24. The object detection system of claim 22 wherein the vocabulary adapter module is configured to select the ones of the classifications of the first set further based on the natural language description.

25. The object detection system of claim 22 wherein the vocabulary adapter module includes a description module configured to determine a natural language description based on the image,

wherein the description module includes a visual language model (VLM) that generates the natural language description.

26. The object detection system of claim 22 wherein the vocabulary adapter module is configured to generate the second set of classifications further based on synonyms of the classifications of the first set.

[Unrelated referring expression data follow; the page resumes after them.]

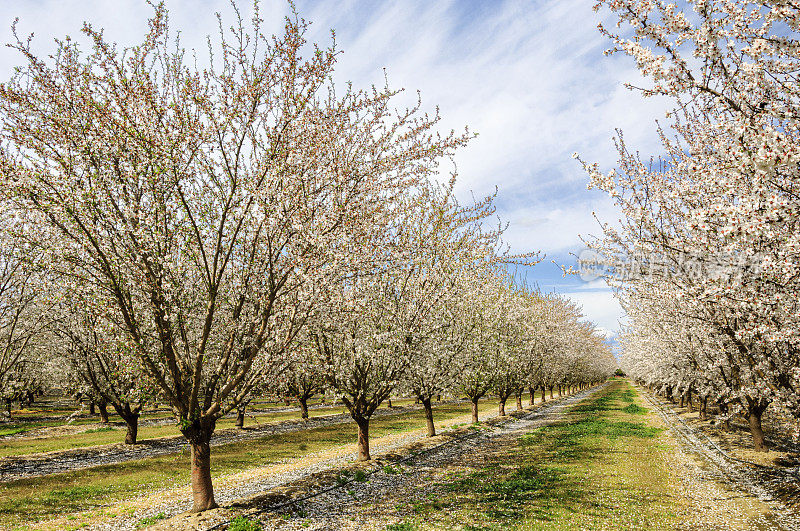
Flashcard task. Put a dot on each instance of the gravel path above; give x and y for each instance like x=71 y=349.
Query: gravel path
x=768 y=486
x=341 y=508
x=19 y=467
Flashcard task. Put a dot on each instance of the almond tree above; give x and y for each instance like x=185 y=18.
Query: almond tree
x=447 y=244
x=103 y=360
x=24 y=313
x=718 y=217
x=202 y=205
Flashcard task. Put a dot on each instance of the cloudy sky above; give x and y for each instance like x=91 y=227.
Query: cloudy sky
x=529 y=77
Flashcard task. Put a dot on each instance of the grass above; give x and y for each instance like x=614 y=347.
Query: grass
x=241 y=523
x=150 y=520
x=116 y=434
x=601 y=468
x=30 y=500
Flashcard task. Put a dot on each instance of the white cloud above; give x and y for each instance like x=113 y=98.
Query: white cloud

27. The object detection system of claim 22 wherein the vocabulary adapter module includes a class selector module configured to select the top-k most similar ones of the classifications of the first set to the grammatical nouns based on text similarity; and select the top-k most similar ones of the classifications of the first set as the classifications of the second set of classifications.

28. The object detection system of claim 22 wherein the vocabulary adapter module includes a large language model (LLM) configured to generate the second set of classifications.

29. The object detection system of claim 28 wherein the LLM is configured to generate the second set of classifications further based on synonyms of the classifications of the first set.

30. The object detection system of claim 28 wherein the LLM is configured to generate the second set of classifications further based on a prompt to identify and list every object visible in the image including both a foreground of the image and a background of the image.

31. The object detection system of claim 22 wherein the second set of classifications includes a few number of classifications than the first set of classifications.

32-41. (canceled)

42. A robot system, comprising:

a camera that captures the input image;

the object detection system of claim 22; and

a control module that selectively actuates an actuator of the robot based on the object being identified as in the category.

43. The robot system of claim 42 wherein the actuator includes an electric motor.